Hacker News new | ask | show | jobs
by ameister14 1837 days ago
> Governments exist because they are a tool for concentrating power and out-compete other social groupings in terms of economic strength and capacity for violence.

Governments exist because single people aren't powerful enough to protect themselves and because people are social, so they group together.

This is more Hegel, but they totally do exist from the consent of the governed because the people do have the power to dissolve them. If the will of the people does not align with the government, over time the government will dissolve. The question is how bad it has to get before that happens.

>Governments don't exist from the consent of the governed, but rather from the lack of force sufficiently strong to dissolve them. Just because I don't have this force doesn't mean I have consented to being governed.

So essentially if a force existed that could dissolve governments, then no governments would exist? Again, I think that force does exist, embodied in the governed as a whole. By the way, you completely do consent to be governed. You can choose to drop out - the problem being that if you do that you leave yourself at the mercy of powerful actors. It's not an optimal state.

1 comments

You're at the mercy of powerful actors regardless of whether you consent to it. A law will affect me the same way regardless of whether I believe in it. A rock blocking my path blocks it whether I consent to it being there. Maybe I can go around, or maybe I need to move it, but my consent isn't really important. By the way, most governments do not forbid dropping out.

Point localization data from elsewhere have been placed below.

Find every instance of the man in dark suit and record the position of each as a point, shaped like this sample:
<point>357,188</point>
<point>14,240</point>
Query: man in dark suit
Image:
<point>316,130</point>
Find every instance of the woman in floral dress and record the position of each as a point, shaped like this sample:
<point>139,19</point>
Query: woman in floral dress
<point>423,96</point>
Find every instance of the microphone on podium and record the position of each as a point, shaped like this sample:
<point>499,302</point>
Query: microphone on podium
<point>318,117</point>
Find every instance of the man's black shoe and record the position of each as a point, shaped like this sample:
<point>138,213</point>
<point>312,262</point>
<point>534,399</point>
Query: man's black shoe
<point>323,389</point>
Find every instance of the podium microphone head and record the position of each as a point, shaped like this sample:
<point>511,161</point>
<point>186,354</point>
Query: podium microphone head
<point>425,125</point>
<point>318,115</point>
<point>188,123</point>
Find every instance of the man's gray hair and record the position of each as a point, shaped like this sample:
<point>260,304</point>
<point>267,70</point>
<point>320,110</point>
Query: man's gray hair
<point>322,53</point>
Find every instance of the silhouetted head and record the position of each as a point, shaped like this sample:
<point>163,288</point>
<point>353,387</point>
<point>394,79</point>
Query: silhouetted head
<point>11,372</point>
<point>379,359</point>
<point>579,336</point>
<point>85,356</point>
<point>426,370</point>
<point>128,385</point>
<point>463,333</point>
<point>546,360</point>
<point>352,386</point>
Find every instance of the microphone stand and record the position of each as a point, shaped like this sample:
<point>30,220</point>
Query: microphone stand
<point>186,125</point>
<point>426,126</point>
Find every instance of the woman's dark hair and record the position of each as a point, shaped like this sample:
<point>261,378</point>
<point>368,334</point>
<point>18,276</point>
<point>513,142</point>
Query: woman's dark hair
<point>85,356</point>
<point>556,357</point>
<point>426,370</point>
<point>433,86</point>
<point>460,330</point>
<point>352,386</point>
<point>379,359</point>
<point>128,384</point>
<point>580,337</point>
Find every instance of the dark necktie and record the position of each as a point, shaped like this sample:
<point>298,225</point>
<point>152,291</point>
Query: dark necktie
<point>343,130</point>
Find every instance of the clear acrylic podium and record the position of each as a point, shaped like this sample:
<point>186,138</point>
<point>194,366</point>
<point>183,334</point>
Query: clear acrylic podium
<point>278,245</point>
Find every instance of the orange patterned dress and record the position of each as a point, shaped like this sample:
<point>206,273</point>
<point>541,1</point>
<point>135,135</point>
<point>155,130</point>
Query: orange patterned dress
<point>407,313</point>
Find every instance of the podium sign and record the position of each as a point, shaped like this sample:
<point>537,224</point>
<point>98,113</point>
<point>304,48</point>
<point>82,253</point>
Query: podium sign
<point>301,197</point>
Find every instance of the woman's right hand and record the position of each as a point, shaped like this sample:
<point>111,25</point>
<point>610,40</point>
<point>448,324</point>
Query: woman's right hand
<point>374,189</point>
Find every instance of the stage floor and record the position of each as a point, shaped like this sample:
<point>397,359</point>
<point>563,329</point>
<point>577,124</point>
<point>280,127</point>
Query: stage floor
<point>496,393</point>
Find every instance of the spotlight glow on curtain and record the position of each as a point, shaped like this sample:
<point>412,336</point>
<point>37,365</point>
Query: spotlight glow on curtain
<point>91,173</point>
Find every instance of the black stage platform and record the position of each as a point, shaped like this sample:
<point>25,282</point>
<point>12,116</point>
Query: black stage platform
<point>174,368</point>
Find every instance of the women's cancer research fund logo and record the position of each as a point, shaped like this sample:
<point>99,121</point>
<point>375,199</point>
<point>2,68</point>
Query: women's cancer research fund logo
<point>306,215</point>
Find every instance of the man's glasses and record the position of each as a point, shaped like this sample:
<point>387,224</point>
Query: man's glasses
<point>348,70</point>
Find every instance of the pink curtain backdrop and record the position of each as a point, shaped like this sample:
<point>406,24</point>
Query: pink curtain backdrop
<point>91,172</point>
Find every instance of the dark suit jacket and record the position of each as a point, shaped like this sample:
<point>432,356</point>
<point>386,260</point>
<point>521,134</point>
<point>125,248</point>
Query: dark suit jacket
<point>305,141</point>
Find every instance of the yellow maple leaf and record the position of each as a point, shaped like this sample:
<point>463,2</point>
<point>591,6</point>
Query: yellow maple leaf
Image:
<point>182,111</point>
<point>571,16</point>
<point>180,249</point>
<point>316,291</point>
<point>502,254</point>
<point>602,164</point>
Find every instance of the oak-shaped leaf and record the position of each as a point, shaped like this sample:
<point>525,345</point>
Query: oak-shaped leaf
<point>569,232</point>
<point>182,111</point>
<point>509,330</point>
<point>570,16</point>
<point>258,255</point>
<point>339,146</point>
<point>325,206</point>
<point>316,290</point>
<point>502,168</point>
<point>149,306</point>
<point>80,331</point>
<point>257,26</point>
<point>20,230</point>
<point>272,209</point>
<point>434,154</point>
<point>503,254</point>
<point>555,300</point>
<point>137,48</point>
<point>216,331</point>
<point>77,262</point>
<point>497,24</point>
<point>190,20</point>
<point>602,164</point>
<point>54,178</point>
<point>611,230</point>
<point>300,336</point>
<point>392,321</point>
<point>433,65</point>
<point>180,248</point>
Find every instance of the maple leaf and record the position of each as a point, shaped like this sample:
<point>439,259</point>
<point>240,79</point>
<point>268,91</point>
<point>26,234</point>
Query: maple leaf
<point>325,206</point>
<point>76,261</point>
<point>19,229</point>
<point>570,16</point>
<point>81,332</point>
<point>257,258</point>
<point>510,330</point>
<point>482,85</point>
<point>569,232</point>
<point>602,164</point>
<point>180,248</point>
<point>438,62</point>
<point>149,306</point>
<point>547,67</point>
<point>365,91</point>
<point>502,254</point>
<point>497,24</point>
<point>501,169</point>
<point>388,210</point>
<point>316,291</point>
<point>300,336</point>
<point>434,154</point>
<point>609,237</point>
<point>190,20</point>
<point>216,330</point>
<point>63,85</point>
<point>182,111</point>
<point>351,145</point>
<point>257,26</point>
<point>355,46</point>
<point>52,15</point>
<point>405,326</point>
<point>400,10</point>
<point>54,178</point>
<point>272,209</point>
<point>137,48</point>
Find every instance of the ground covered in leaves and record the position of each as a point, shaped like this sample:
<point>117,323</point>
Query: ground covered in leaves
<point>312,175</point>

Hegel is doing the continental thing of waving hands and converting a collection of individuals into a People who Consent. But if you have 80% of the people not consenting, but 80% of the power supporting the government, consent doesn't matter.

I think you're also leaving out the possibility of a Nash equilibrium, where nobody likes the government, but there is not a way to coordinate a transition to something better without a high likelihood of something worse.

But in the end I don't think we disagree too much, just some quibbling around the edges. Maybe I'm wrong though.